The main approach to claim the scientific mantle is cognitive behavioral therapy (CBT), a strain of modern psychotherapy that diverges hugely from Freud's ideas. Since then, CBT has become an industry standard and is often the default treatment doctors recommend for conditions such as depression or anxiety disorders. Many celebrities, including J.K. Rowling and the Dalai Lama, have publicly spoken out in support of CBT.

Cognitive behavioral therapy arose from experiments done in the 1960s by Aaron Beck, a psychiatrist at the University of Pennsylvania in Philadelphia.

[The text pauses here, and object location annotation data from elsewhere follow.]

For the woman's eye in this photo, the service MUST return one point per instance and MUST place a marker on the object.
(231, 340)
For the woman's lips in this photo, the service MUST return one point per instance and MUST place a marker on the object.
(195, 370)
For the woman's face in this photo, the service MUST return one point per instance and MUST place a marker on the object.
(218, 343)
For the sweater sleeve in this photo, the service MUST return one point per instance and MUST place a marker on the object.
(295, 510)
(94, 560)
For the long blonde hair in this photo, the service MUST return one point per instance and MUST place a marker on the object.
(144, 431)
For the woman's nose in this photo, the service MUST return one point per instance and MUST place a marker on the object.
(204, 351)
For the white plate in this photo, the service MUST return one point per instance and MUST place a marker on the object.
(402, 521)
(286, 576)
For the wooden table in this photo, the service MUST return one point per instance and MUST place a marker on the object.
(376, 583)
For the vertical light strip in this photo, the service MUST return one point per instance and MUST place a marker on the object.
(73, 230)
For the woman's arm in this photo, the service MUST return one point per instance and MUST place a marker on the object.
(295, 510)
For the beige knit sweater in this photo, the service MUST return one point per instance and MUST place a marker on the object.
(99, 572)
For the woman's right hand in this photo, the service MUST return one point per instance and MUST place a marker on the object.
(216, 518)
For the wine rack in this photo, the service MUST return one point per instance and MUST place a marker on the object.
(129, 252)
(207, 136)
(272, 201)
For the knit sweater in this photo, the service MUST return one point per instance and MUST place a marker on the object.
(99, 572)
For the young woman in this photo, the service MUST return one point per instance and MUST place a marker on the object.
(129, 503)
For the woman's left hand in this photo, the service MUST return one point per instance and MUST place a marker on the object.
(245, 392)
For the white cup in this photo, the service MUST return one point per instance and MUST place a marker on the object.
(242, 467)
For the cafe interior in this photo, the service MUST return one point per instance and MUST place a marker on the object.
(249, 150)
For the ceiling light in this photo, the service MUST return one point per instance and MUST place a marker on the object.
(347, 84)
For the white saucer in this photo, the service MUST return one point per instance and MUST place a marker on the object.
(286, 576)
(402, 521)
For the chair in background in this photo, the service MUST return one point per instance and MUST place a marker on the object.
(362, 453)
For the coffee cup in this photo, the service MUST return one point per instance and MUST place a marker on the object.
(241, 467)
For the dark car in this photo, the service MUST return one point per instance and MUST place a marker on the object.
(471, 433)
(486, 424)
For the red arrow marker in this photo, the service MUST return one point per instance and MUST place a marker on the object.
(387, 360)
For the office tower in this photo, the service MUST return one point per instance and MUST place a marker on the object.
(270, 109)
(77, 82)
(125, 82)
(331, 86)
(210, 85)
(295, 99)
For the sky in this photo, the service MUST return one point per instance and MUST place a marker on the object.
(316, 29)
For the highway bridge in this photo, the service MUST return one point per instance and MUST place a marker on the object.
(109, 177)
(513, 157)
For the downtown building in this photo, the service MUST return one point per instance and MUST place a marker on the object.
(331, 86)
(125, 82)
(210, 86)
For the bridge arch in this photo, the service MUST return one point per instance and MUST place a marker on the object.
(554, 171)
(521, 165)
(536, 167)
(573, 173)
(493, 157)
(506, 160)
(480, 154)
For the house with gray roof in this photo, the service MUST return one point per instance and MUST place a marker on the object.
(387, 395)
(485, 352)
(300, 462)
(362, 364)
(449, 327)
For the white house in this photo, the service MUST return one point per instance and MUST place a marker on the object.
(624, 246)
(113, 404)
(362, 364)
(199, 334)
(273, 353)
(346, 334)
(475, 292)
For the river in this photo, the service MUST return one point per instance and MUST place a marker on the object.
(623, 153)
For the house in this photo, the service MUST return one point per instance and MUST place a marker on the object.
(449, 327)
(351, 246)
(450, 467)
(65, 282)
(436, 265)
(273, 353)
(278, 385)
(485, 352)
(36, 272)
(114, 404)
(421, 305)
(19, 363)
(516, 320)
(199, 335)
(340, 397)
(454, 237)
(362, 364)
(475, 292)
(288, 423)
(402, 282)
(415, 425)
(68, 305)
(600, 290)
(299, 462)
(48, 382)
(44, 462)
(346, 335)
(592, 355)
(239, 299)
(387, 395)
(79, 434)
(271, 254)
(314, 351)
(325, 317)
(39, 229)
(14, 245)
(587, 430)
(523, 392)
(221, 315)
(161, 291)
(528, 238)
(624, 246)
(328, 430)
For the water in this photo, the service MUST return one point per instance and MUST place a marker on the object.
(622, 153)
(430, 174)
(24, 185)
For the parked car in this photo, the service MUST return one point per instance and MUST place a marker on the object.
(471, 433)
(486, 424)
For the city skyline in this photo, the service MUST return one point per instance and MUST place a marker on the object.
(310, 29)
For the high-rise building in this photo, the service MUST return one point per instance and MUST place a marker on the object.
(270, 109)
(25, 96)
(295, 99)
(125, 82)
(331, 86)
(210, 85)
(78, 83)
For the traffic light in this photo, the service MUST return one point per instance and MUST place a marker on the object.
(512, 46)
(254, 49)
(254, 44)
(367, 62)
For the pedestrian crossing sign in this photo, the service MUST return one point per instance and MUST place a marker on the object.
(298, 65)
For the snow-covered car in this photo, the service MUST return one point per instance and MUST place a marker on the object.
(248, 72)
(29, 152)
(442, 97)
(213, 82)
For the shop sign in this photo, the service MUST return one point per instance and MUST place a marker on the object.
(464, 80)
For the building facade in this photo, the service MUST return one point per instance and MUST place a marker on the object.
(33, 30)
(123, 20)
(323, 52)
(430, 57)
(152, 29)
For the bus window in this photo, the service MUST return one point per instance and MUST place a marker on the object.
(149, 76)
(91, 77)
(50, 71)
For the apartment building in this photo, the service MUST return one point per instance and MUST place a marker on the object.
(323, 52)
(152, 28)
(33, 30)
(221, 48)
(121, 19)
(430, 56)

At the time, Beck was a psychoanalyst looking to empirically study his field's methods. He analyzed the dreams of depressed patients, expecting to find anger and hostility as predicted by Freud. But instead of validating psychoanalysis, Beck concluded that Freud's theories did not hold. Wanting to design a more empirically testable and effective psychotherapy, Beck developed CBT.

CBT practitioners believe that faulty thinking patterns, or cognitive distortions, cause people to adopt unhealthy behaviors. Rather than looking to the past, CBT providers focus on behavioral changes that patients can make to resolve present-day problems. As a result, CBT is highly instructional: therapists work with patients to set agendas and assign homework. A CBT practitioner might treat a depressed patient by helping them create a plan for waking at a reasonable hour, making a friend at work, or going out during the week.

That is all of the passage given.